Although the worst-case scenario may be unlikely, that’s also true of the best-case scenario for Trump

The best-case scenario

Although the worst-case scenario may be unlikely, that’s also true of the best-case scenario for Trump.

A rapid rollout of bilateral trade deals could assuage the looming tariff deadline concerns, bringing broader certainty on trade. Continued positive vibes on the Trump administration’s China talks could also assuage markets.

Meanwhile, if tariff revenues continue to tick up from tariffs that are in place, that could alleviate some concerns that the passage of the Big, Beautiful Bill would add too much to the deficit. The bill also has the added benefit of removing a massive near-term risk – the debt ceiling – off the table, enabling America to make good on its debt obligations.

Businesses could grow more certain about the economy from the passage of the tax cut bill and more trade deals, both of which would be viewed as pro-growth and pro-business. That could reignite corporate investment and restore faith in America’s economy.

If, then, spending talks in September somehow lead to bipartisan support for sharply reduced spending, then perhaps Trump’s promise of a new economic Golden Age is possible, after all.

Of course, the problem with that scenario is it requires a lot of things to go right all at the same time – and therein lies the biggest, yet least-understood risk Trump faces: Everything in his plan is connected to everything else. At its conception, his economic agenda was a high wire act with not net – one that mainstream economists from both parties largely found completely implausible.

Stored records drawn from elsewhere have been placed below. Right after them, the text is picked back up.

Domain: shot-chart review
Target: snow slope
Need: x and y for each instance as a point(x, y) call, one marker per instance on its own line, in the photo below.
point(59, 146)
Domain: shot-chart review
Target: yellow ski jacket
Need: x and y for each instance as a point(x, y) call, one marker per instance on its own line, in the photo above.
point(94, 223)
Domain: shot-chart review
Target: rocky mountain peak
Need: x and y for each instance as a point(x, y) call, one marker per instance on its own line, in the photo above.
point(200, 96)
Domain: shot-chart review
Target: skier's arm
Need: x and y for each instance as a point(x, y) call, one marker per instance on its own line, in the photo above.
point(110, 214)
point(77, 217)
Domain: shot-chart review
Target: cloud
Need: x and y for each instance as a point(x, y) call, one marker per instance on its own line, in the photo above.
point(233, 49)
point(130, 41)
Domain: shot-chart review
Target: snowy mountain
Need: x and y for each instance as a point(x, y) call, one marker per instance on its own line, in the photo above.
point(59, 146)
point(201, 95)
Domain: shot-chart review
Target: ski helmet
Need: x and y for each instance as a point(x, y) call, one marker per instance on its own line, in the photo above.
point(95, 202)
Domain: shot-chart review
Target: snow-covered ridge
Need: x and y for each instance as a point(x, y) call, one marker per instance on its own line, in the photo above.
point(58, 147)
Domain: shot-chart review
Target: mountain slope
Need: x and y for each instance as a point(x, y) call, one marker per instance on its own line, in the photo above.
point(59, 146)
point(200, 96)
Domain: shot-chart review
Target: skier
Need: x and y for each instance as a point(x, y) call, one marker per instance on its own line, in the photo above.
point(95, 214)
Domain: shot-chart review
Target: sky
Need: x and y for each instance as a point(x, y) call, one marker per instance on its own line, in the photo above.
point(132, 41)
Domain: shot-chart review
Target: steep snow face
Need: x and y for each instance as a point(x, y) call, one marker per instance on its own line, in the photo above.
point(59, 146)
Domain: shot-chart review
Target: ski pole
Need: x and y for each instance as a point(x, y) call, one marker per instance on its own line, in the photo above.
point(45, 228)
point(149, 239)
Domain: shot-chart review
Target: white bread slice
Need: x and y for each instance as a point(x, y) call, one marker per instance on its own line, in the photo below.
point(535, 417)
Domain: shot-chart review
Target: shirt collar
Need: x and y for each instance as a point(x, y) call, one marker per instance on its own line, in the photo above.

Trump and his administration have already made their lives dramatically more complicated with the chaotic rollout of their trade policy. And the tax bill is far less pro-growth than they would’ve ideally had, as the bill makes the biggest corporate incentives temporary while backloading all the biggest cuts and fiscal restraint.

Getting ‘yippy’

For all the ways Trump and his advisors have bulldozed and bent to its will seemingly every obstacle and opponent in its path the last few months, those same White House officials are keenly, if quietly, aware that the bond market may be the most uniquely immune actor to Trump’s executive authority – no matter how expansive he views its reach.

That’s not based on speculation. It’s based on Trump’s own actions last month when CNN reported palpable concern about investor discomfort with US debt – or, in Trump’s words a bond market that was “getting yippy” – sparked a dramatic pullback in the tariff policy that had rattled the global financial system.

Trump has since been dismissive of the bond market’s role in his decision and Treasury Secretary Scott Bessent has claimed, however tenuously, that the 90-day pause on the administration’s draconian “reciprocal” tariff rates was all part of the plan.

Bessent, in an off-the-cuff quip at a finance conference earlier this month, appeared to confirm what sources made clear was central factor in the decision.

“I’ve got this app on my phone that anytime the US government prices change by more than 2% in two hours, off my phone goes…” Michael Milken started to tell Bessent during a moderated conversation between the two in Los Angeles.

“Please don’t share that with the president,” Bessent, cutting Milken off, quipped to widespread laughter from the audience.

The decision to reverse course on “Liberation Day” tariffs, at least temporarily, settled the bond markets and has driven a rally in the stock market that has equities at a higher point than they were before the tariffs were announced. But the Moody’s downgrade and the market suddenly grasping the roughly $4 trillion debt load Trump’s tax cuts and spending bill would pile on has brought the April anxiety back to the forefront.

The news of weak demand at a Wednesday afternoon bond auction accelerated that unease in a dramatic fashion. It also brought back to mind the particularly handy reflection dished out by a top White House official more than three decades ago.

“I used to think that if there was reincarnation, I wanted to come back as the President or the Pope or as a .400 baseball hitter,” the eminently quotable Democratic political operative James Carville said after President Bill Clinton’s White House was singed by investors. “But now I would want to come back as the bond market. You can intimidate everybody.”